Когда-то, лет уже с десять назад, она помогала ему с главами, где эта личность только-только заявляла о себе. С тех пор в Марке в громадной мере усилены свойства, которые могут и ее задеть лично.

И что же, в предчувствии своем он не обманулся. Прочитав роман, Екатерина Павловна присылает ему еще письмо, на этот раз большое. Хотя не в столь резкой форме, как мог он ожидать, но она все же укоряет его за образ Волохова, называя его «пародией на молодых новых людей».

Пародия?! Пусть так, оправдываться он не намерен. Он изобразил Марка таким, каким увидел этот тип людей в жизни. «Произведение искусства не есть ни защитительная, ни обвинительная речь и не математическое доказательство.
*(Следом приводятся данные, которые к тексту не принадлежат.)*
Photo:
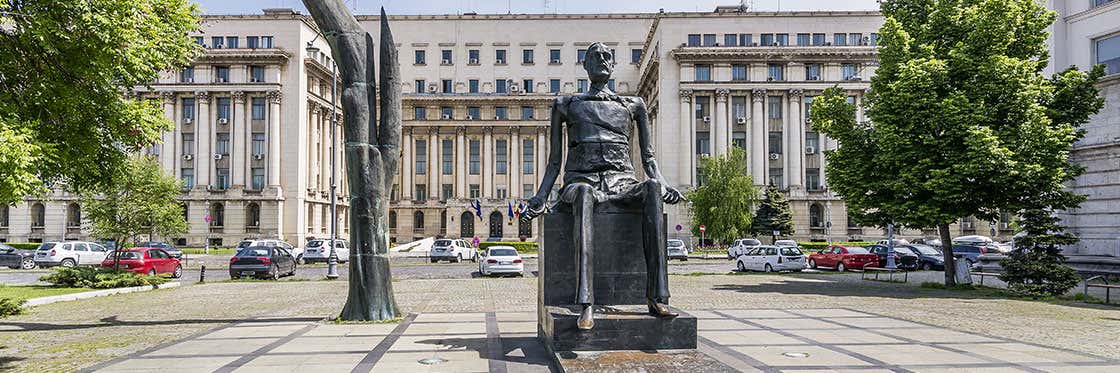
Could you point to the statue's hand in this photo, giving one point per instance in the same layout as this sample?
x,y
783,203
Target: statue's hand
x,y
672,196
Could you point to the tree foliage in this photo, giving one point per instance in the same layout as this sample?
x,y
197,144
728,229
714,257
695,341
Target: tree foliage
x,y
65,70
962,122
722,203
773,214
141,202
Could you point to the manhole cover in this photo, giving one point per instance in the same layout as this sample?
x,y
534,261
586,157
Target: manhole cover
x,y
431,361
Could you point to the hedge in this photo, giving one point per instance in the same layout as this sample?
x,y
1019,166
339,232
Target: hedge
x,y
522,246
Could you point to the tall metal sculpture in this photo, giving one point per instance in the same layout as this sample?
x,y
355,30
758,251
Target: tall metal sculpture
x,y
372,152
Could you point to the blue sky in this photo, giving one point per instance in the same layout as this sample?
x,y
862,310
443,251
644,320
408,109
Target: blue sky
x,y
451,7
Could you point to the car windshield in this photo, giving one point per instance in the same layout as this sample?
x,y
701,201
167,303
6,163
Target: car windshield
x,y
503,252
254,252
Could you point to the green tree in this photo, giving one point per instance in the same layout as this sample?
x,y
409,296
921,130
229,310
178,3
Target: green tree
x,y
142,201
65,70
724,201
773,215
962,122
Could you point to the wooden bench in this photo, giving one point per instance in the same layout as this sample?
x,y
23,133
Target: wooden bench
x,y
890,272
983,274
1104,283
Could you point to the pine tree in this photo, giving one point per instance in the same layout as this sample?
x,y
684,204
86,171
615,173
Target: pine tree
x,y
773,215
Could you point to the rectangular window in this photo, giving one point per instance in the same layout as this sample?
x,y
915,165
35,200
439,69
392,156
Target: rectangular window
x,y
528,164
501,154
447,156
1108,53
774,72
223,143
738,72
259,109
703,73
693,39
420,157
475,162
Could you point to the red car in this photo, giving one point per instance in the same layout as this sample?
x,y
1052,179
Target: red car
x,y
843,258
146,261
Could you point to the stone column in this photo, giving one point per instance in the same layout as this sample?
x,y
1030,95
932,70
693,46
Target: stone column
x,y
204,158
720,132
239,160
758,137
688,137
460,162
796,152
487,164
274,98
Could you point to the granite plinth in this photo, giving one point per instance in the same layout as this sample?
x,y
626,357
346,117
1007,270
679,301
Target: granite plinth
x,y
617,328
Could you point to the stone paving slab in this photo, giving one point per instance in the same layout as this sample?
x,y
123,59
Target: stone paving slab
x,y
828,339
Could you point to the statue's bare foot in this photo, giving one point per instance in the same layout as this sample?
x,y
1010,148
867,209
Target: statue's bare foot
x,y
660,309
586,320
Оно не обвиняет, не оправдывает и не доказывает, а изображает».

Чтобы Майкова не подумала, что он так много пишет ей с целью выгородить себя как автора, он добавляет в самом конце: «Я так охотно говорю только потому, Екатерина Павловна, что я говорю с Вами. Мое влечение к Вам не есть влечение к хорошенькой женщине — Вы это знаете… Вы помните, как охотно я спешил к Вам и предпочитал Вашу комнату в Вашей семье аристократическим будуарам(как Вы говорите) и Вашу беседу беседе с раздушенными барынями— отчего же? Ведь у меня «любовных» видов на Вас не было и никакой такой благодати от Вас я не ждал? Следовательно, в женском Вашем уме и честном характере находил большие красоты, нежели на красивых лицах и плечах «раздушенных барынь».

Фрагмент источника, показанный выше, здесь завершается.